Generating Basic signals – Rectangular Pulse and Power Spectral Density using FFT

Numerous texts are available to explain the basics of Discrete Fourier Transform and its very efficient implementation – Fast Fourier Transform (FFT).  Often we are confronted with the need to generate simple, standard signals (sine, cosineGaussian pulsesquare waveisolated rectangular pulse, exponential decay, chirp signal) for simulation purpose. I intend to show (in a series of articles) how these basic signals can be generated in Matlab and how to represent them in frequency domain using FFT.

This article is part of the book Digital Modulations using Matlab : Build Simulation Models from Scratch, ISBN: 978-1521493885 available in ebook (PDF) format (click here) and Paperback (hardcopy) format (click here)
Wireless Communication Systems in Matlab, ISBN: 978-1720114352 available in ebook (PDF) format (click here) and Paperback (hardcopy) format (click here).

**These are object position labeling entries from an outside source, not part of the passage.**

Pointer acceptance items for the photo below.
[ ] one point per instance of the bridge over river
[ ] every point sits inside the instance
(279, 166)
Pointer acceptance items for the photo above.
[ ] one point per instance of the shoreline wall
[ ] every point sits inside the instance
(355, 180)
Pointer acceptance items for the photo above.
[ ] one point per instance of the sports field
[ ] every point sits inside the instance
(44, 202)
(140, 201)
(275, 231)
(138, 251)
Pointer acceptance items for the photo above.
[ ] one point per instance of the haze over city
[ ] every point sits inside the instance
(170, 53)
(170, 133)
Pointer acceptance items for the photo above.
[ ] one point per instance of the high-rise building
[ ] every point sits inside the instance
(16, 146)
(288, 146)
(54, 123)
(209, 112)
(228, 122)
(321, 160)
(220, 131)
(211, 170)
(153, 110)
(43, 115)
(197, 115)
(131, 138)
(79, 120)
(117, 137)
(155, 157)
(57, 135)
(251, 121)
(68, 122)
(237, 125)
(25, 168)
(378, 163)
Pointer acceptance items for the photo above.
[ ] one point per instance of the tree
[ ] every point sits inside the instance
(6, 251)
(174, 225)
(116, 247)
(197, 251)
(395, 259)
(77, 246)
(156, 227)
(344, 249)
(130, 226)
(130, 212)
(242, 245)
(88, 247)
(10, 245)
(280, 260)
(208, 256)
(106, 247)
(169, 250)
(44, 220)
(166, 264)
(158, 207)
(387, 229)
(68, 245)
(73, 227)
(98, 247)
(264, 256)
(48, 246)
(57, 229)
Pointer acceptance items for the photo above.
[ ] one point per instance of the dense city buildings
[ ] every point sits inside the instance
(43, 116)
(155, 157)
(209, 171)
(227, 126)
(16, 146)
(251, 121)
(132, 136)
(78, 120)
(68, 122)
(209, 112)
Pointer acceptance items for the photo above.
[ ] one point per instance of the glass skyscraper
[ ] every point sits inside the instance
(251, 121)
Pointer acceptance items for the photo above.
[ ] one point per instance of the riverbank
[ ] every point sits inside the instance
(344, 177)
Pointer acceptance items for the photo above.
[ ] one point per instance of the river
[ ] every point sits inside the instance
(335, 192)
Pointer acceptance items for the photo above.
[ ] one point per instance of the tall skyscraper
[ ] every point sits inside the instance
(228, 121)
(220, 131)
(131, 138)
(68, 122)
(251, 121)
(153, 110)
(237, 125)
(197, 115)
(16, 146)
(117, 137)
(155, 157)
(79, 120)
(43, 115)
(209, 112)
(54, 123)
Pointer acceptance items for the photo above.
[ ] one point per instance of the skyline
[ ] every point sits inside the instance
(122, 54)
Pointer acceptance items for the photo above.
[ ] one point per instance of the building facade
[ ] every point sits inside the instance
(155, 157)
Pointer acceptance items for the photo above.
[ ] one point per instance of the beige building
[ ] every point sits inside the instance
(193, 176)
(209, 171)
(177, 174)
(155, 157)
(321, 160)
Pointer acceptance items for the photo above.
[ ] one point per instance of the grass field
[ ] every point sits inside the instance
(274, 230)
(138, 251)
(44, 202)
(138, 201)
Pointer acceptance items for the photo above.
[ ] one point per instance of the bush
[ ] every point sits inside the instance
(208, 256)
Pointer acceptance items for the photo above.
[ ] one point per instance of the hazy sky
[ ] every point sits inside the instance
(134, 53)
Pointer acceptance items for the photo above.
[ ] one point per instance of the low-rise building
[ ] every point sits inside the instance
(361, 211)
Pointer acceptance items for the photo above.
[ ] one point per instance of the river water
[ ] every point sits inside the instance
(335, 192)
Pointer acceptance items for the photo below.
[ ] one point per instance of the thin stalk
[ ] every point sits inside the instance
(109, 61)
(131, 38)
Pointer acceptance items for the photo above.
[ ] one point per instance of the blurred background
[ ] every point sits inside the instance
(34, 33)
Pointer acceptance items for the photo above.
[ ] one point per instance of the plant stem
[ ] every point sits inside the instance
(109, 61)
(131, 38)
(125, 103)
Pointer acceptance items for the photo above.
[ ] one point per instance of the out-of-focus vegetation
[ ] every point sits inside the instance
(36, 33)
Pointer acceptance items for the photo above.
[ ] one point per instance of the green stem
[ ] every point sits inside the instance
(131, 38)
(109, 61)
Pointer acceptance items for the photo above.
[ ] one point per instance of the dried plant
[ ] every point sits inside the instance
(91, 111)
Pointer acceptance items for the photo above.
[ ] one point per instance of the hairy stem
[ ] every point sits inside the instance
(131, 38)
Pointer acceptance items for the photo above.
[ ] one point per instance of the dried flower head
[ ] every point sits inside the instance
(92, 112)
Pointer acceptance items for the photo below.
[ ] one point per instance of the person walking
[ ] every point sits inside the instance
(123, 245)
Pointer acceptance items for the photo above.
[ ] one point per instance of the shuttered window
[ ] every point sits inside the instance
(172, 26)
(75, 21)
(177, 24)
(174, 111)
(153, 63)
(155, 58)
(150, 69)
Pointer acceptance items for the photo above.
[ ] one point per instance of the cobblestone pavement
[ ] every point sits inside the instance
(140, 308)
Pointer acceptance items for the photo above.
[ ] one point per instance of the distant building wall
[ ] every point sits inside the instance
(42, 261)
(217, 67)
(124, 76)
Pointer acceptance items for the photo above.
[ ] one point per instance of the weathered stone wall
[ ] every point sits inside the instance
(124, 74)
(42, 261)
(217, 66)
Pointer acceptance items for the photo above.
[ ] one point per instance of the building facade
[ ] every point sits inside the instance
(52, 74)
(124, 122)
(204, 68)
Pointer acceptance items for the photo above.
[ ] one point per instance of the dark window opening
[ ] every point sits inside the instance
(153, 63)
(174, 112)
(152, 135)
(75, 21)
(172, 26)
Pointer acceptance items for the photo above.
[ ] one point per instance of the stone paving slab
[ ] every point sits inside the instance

Rectangular pulse: mathematical description

An isolated rectangular pulse of amplitude A and duration T is represented mathematically as

g(t) = A \cdot rect \left( \frac{t}{T} \right)

where

rect(t) = \begin{cases}  1,  & when\; \frac{-1}{2}<t<\frac{1}{2}\\ 0, & otherwise \end{cases} 

The Fourier transform of isolated rectangular pulse g(t) is

\displaystyle{G(f)=\int_{-T/2}^{T/2}A e^{-j2 \pi f t} dt = A \cdot \frac{sin(\pi f t)}{\pi f} = AT \cdot sinc(fT)}

where, the sinc function is given by

sinc(x)=\frac{sin(\pi x)}{\pi x}

Thus, the Fourier Transform pairs are

 A \cdot  rect( \frac{t}{T} ) \leftrightharpoons AT \cdot sinc(fT)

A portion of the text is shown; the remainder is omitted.